ABC anchor Elizabeth Vargas set up a Tuesday World News Tonight story, about Saddam Hussein's trial set to start Wednesday, by noting how “many Iraqis are eager to see him in the docks, finally held accountable for atrocities committed by his regime.” But then came the inevitable “but,” as in: “But already, human rights groups are worried about the fairness of the trial.” In the subsequent story, reporter Jim Sciutto in Iraq devoted most of his piece to how Iraqis are angry at Hussein and glad he's going on trial. Sciutto quoted one man who argued that “he should be tortured the same way he tortured the people.” Sciutto, however, ended with the concern earlier highlighted by Vargas: “Human rights groups doubt the former dictator will get a fair trial, with five inexperienced judges unable to resist pressure for swift justice, and his legal team with little time to answer the charges.”
A little bit on CBS's story, and a full transcript of the ABC story, follow.
Over on the CBS Evening News, Lara Logan showed the video of Dujail before, in a milder way, passing along worries about fairness: “For these people, the verdict on Saddam Hussein is already in: 'I would not control myself, I would tear him apart,' this man says. But the Americans know the credibility of Iraq's new democracy is at stake here if Saddam Hussein doesn't appear to receive a fair trial. That's already impossible, says his defense attorney, because the U.S. is dictating the rules.” Abdel Haq Alani declared in a soundbite: “As we can see, it's all being controlled by the United States.”
The NBC Nightly News story from Richard Engel refrained from playing the fairness card.
Full transcript of the October 18 World News Tonight story on ABC:
Elizabeth Vargas: “Overseas, now, to Iraq. Saddam Hussein will go on trial for the first time tomorrow, 22 months after he was dragged from an underground bunker.

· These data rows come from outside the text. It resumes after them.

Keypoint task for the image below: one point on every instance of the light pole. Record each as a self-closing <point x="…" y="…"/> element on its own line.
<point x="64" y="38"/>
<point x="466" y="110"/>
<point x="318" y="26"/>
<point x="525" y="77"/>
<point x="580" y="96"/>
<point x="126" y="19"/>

Many Iraqis are eager to see him in the docks, finally held accountable for atrocities committed by his regime. But already, human rights groups are worried about the fairness of the trial. Here's ABC's Jim Sciutto.”
Sciutto, over video of the courtroom: “Today, the first look inside the courtroom where Saddam Hussein will answer for years of brutality, the dock where he and seven co-defendants will sit. And the witness stand, with curtains to shield his accusers' identities.
“Today, many Iraqis told us that under Saddam's rule, they could not have had imagined this. 'I never dreamed we'd see Saddam in court one day,' Ali, a writer, told us, 'we have waited too long.' Saddam, whose regime has been accused of gassing hundreds of Kurds and dumping tens of thousands of others in mass graves, will stand trial tomorrow for a crime little-known outside Iraq: The 1982 execution of 143 men and boys in the town of Dujail [spelling a guess] after an assassination attempt against him there. This recently discovered video shows him confronting residents minutes later. 'Keep them separate,' he [Hussein] orders, 'and interrogate them.'
Greg Kehoe, former adviser to Iraqi Special Tribunal: “Here was a limited set of facts, a limited set of events. Nevertheless, the crimes that were inflicted on the population were horrific.”
Sciutto: “The Iraqis we spoke with tonight still expressed deep anger at Saddam Hussein and often a desire that he face the most severe punishment. Kaddam al-Jafar [phonetic spelling] lost all four of his sons in the Dujail executions. [over video of al-Jafar] 'He should be tortured the same way he tortured the people.' Human rights groups doubt the former dictator will get a fair trial, with five inexperienced judges unable to resist pressure for swift justice, and his legal team with little time to answer the charges. Tomorrow, they will likely be granted a request for more time to build a defense. Jim Sciutto, ABC News, Baghdad.”